The Letcher Fiscal Court has agreed in a 5-1 vote to solicit bids from waste management companies that might be interested in taking over the operation of the county’s sanitation department.

The court took the action at its November meeting after Letcher Judge/Executive Jim Ward reported that the county government is paying $129 for each ton of garbage it now collects.

Ward told the county’s five magistrates they must either fix problems with the sanitation department that will lower the per-ton cost or advertise for bids to franchise the garbage collection. After the failure of two votes to fix the current system and two votes to solicit bids for a franchise, the court finally agreed to advertise for “non-binding bids” and use information gathered during the process to help decide on a final plan of action.

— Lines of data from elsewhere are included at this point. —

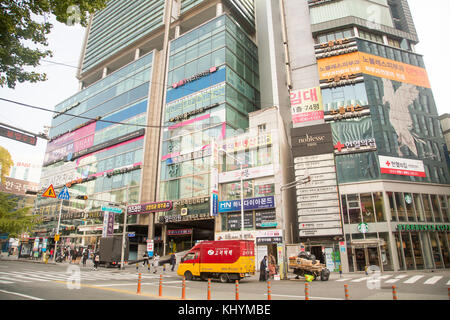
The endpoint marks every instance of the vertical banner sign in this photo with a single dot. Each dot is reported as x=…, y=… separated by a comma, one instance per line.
x=214, y=178
x=44, y=244
x=105, y=223
x=306, y=107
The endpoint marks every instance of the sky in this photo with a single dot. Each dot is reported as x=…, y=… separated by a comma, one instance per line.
x=66, y=41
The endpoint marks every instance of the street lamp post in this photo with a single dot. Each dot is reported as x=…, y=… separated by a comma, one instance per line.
x=242, y=190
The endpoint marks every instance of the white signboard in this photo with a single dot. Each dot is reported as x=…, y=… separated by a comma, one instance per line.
x=315, y=211
x=314, y=164
x=320, y=232
x=320, y=225
x=320, y=157
x=318, y=197
x=401, y=166
x=320, y=204
x=319, y=217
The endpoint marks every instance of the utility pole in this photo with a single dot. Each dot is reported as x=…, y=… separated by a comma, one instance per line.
x=57, y=231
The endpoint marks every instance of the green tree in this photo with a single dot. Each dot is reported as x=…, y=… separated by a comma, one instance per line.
x=19, y=23
x=13, y=220
x=5, y=163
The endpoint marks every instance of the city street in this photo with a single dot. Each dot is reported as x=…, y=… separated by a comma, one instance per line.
x=21, y=280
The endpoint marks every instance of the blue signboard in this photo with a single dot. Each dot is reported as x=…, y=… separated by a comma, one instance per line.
x=249, y=204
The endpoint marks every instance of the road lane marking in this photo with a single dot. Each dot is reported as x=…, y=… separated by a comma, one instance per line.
x=13, y=279
x=5, y=282
x=413, y=279
x=21, y=295
x=24, y=275
x=433, y=280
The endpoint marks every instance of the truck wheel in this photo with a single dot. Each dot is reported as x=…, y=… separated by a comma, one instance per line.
x=224, y=278
x=188, y=275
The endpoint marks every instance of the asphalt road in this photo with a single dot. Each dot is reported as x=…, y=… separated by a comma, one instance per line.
x=34, y=281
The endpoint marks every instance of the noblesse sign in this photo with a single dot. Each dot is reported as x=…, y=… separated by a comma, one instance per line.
x=312, y=140
x=318, y=200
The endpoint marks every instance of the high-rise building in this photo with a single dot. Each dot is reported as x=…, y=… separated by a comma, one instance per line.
x=159, y=81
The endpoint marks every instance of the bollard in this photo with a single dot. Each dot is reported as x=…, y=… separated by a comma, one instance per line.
x=139, y=284
x=306, y=291
x=209, y=290
x=394, y=292
x=183, y=289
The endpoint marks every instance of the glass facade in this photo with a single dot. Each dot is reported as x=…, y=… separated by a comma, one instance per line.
x=202, y=104
x=416, y=248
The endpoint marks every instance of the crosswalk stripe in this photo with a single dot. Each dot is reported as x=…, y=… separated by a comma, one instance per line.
x=9, y=278
x=360, y=279
x=413, y=279
x=433, y=280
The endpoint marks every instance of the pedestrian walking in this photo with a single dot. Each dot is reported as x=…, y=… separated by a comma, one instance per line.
x=145, y=256
x=173, y=260
x=73, y=254
x=85, y=257
x=263, y=269
x=155, y=262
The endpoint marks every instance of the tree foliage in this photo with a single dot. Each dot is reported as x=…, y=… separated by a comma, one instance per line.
x=5, y=163
x=19, y=23
x=12, y=220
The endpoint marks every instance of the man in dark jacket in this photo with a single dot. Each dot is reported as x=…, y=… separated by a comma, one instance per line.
x=263, y=269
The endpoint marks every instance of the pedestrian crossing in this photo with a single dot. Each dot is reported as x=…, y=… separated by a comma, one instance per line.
x=405, y=279
x=29, y=276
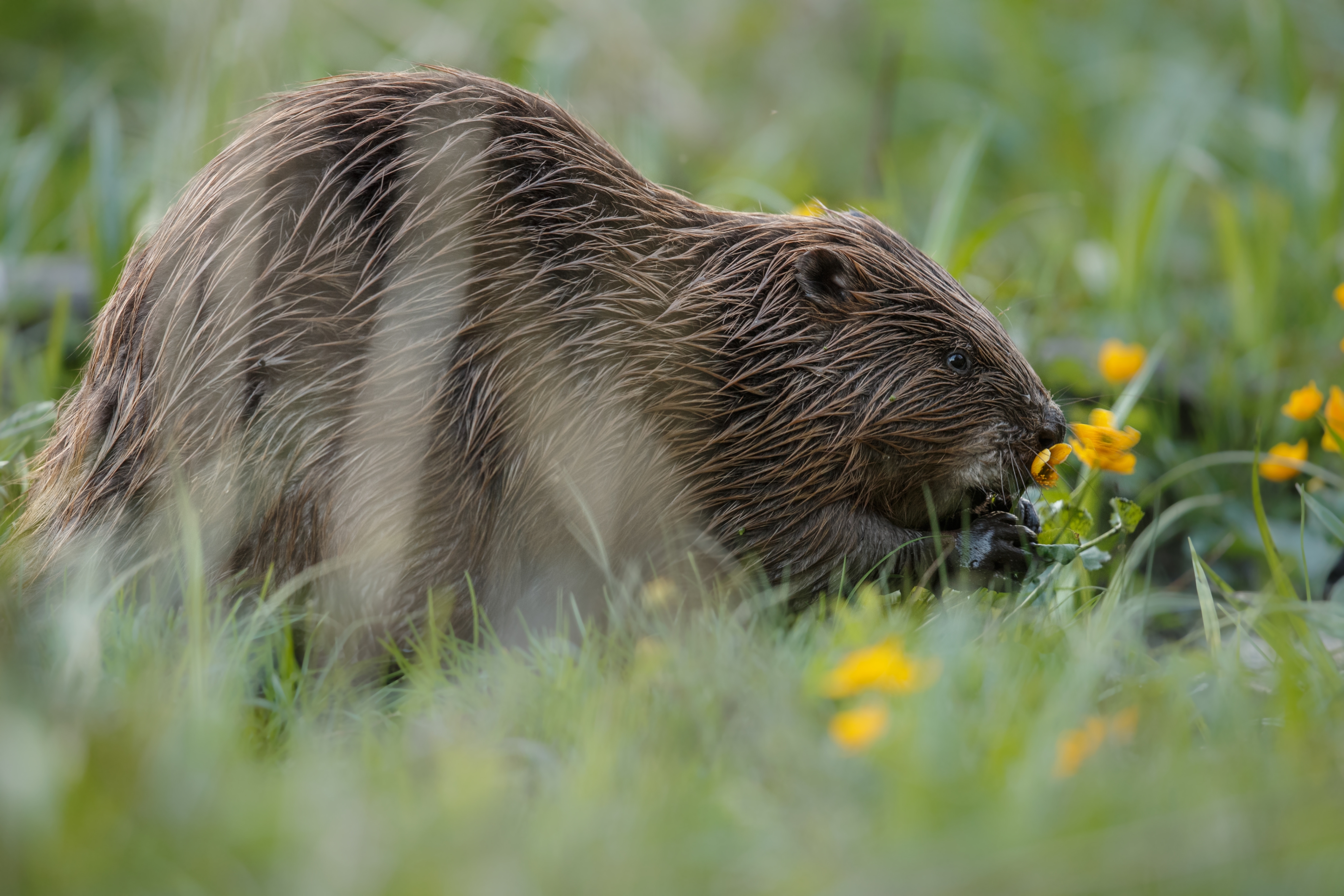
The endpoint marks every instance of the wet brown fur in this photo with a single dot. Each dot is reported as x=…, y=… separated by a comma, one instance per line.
x=429, y=330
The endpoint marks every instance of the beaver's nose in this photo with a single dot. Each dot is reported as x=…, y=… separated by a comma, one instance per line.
x=1052, y=428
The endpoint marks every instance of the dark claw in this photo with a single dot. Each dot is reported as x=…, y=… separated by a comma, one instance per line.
x=995, y=545
x=1027, y=515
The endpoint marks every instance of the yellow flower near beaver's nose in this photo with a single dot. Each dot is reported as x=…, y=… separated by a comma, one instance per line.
x=858, y=729
x=1119, y=362
x=1303, y=403
x=1283, y=472
x=1043, y=465
x=1101, y=446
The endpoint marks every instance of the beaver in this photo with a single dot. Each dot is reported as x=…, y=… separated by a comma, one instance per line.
x=426, y=331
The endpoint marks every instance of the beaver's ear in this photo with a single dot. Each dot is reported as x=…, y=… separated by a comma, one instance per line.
x=828, y=277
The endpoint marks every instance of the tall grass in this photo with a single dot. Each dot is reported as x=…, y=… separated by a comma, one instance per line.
x=1163, y=172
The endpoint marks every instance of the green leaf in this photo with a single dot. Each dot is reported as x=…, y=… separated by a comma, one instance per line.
x=1057, y=553
x=1125, y=515
x=1058, y=535
x=1095, y=558
x=1213, y=631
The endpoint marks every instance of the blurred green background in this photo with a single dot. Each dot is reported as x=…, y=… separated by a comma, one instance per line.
x=1089, y=170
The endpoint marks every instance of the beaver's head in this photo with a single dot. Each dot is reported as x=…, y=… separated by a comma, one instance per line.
x=922, y=386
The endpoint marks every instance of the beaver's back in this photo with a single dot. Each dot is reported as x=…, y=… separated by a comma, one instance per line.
x=416, y=324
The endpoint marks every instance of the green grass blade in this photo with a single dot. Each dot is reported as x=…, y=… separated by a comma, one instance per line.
x=1323, y=514
x=1213, y=632
x=952, y=197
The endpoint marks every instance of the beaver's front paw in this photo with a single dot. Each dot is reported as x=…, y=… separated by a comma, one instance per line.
x=995, y=545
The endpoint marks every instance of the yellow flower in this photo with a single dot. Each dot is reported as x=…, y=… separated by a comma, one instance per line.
x=855, y=730
x=1120, y=362
x=1043, y=465
x=883, y=667
x=1283, y=472
x=1303, y=403
x=1101, y=446
x=1334, y=418
x=1077, y=745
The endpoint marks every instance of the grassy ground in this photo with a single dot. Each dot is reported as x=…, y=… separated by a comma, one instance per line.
x=1166, y=172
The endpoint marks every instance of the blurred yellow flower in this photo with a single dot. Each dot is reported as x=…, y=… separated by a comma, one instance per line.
x=1120, y=362
x=855, y=730
x=1077, y=745
x=1334, y=419
x=1303, y=403
x=883, y=667
x=811, y=209
x=1101, y=446
x=1283, y=472
x=1043, y=465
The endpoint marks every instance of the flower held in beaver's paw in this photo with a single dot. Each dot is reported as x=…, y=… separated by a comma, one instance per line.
x=855, y=730
x=1119, y=362
x=1283, y=472
x=1101, y=446
x=1303, y=403
x=1043, y=465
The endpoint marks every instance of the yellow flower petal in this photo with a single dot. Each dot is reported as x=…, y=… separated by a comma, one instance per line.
x=1042, y=465
x=1101, y=446
x=1074, y=746
x=855, y=730
x=1119, y=362
x=883, y=667
x=1303, y=403
x=1283, y=472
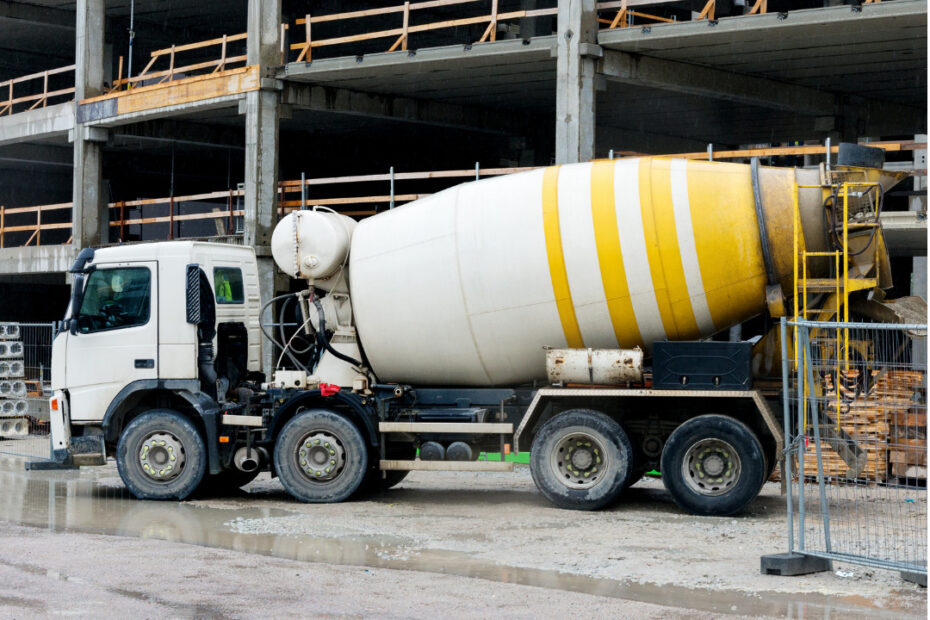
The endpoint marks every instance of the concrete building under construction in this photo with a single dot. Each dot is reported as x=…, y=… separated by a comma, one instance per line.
x=128, y=120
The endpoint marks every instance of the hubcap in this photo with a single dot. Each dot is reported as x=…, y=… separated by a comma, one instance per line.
x=579, y=460
x=321, y=456
x=162, y=456
x=711, y=467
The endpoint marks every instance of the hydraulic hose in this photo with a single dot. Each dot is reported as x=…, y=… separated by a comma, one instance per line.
x=271, y=337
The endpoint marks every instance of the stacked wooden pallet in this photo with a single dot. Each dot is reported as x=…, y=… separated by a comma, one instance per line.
x=907, y=441
x=881, y=424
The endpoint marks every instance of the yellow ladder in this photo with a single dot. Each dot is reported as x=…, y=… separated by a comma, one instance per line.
x=841, y=284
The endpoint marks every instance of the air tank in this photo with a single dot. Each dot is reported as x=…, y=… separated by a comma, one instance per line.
x=470, y=285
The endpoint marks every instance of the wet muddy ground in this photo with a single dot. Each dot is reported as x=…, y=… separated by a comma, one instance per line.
x=444, y=543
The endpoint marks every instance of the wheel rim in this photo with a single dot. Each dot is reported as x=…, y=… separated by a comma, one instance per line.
x=162, y=456
x=711, y=467
x=321, y=456
x=579, y=460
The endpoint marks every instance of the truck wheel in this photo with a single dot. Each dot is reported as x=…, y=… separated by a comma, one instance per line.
x=226, y=482
x=321, y=457
x=161, y=455
x=713, y=465
x=581, y=459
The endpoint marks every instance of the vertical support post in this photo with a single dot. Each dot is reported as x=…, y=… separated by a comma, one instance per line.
x=391, y=206
x=802, y=332
x=261, y=147
x=919, y=263
x=171, y=65
x=89, y=210
x=789, y=436
x=171, y=217
x=403, y=44
x=815, y=420
x=122, y=220
x=575, y=81
x=222, y=64
x=229, y=226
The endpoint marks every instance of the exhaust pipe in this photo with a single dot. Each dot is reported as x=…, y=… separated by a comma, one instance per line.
x=250, y=459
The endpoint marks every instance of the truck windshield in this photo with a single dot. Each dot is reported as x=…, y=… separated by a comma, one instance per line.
x=114, y=299
x=227, y=282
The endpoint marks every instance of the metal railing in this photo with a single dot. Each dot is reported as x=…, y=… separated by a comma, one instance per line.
x=225, y=59
x=36, y=99
x=856, y=443
x=33, y=225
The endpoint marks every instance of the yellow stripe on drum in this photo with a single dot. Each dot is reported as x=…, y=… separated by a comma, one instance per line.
x=609, y=256
x=726, y=236
x=668, y=277
x=557, y=272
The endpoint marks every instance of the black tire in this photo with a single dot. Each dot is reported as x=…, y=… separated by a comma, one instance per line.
x=730, y=483
x=554, y=475
x=226, y=482
x=190, y=455
x=309, y=481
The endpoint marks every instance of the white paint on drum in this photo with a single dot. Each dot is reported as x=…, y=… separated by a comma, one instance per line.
x=507, y=286
x=408, y=302
x=580, y=252
x=633, y=248
x=687, y=246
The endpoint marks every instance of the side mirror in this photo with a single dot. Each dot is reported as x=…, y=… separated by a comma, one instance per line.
x=77, y=296
x=193, y=294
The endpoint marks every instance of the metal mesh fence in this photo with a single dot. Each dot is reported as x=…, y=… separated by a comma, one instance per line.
x=858, y=444
x=25, y=374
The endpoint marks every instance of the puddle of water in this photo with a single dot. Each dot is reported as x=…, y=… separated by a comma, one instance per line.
x=94, y=501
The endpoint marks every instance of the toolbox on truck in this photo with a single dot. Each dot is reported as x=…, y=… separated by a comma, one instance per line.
x=695, y=365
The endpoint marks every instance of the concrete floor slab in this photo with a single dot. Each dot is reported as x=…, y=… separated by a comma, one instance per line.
x=39, y=124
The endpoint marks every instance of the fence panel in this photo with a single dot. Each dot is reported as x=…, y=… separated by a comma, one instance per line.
x=25, y=376
x=859, y=448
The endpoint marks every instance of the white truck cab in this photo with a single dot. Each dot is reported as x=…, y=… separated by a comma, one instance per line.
x=127, y=339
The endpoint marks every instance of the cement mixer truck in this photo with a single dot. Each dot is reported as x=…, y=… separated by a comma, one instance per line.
x=567, y=312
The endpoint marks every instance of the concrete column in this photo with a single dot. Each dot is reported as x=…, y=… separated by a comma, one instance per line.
x=575, y=81
x=89, y=213
x=262, y=117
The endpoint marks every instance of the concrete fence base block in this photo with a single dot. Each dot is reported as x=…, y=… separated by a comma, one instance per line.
x=9, y=331
x=14, y=427
x=918, y=578
x=793, y=564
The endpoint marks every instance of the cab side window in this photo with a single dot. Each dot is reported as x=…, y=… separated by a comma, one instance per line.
x=115, y=299
x=227, y=283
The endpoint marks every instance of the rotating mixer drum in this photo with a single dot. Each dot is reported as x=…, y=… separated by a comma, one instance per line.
x=466, y=286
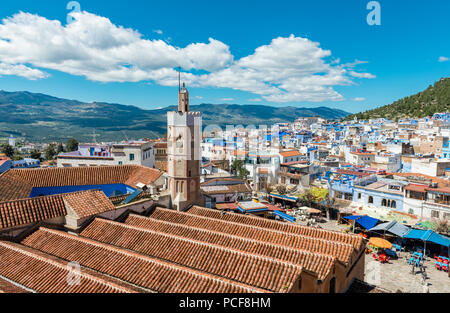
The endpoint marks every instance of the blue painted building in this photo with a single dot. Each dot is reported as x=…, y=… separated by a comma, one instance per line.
x=27, y=163
x=5, y=164
x=383, y=193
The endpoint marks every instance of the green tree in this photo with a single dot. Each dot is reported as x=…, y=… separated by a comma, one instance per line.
x=50, y=152
x=8, y=151
x=238, y=167
x=60, y=148
x=34, y=154
x=72, y=145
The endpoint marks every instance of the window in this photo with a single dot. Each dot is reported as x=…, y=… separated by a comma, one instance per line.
x=434, y=214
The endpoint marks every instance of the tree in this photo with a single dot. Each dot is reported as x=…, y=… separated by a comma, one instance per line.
x=50, y=152
x=442, y=226
x=269, y=188
x=60, y=148
x=72, y=145
x=8, y=151
x=34, y=154
x=238, y=167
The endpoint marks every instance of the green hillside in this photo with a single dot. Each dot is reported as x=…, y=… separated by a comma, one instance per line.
x=432, y=100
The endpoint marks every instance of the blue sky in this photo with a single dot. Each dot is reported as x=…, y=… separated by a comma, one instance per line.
x=309, y=52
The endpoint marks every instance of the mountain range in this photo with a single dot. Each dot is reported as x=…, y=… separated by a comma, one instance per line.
x=434, y=99
x=43, y=118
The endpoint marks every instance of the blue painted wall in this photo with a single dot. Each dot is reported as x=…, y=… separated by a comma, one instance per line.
x=107, y=189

District Three Magistrate Codell Gibson led the move to fix the sanitation department and introduced the District One Magistrate Bobby Lewis and District Four Magistrate Keith Adams. Voting no were Ward, District Two Magistrate Archie Banks and District Five Magistrate Wayne Fleming. A motion fails with a tie vote. Fleming then introduced a motion to advertise for bids, but his motion was defeated by the same margin with Fleming, Banks, and Ward voting yes and Lewis, Gibson, and Adams voting no.

Fleming said the sanitation department has lost money during each of the nine years he has been on the court. He said he believes the money could be used for better things.

Banks said that while he favors fixing the county sanitation department’s problems, he thought it would be a good idea to solicit bids to see what larger sanitation companies would pay for the franchise and how they would budget the department. Fleming said the equipment now being used by the county is worn out and will have to be replaced at a cost of at least $500,000. Lewis asked if all the equipment would all have to be purchased at the same time. Banks replied that it would and Fleming agreed.

Lewis said there may be layoffs if the garbage haul is franchised, but Ward said that with labor costs at $73.02 per ton, layoffs are possible anyway. He said if the department is forced to cut workers they will probably be placed into other county jobs. Ward said that if current figures hold, the department could lose more than $200,000 this fiscal year. Ward said garbage collection rates remain high, near 90 percent, but Fleming said the problem isn’t garbage collection, but people who don’t pay their bills. Fleming said that if garbage rates are raised it will be because of those who don’t pay their bills.

“I don’t think it is right to raise rates on people who already pay their bills,” said Fleming.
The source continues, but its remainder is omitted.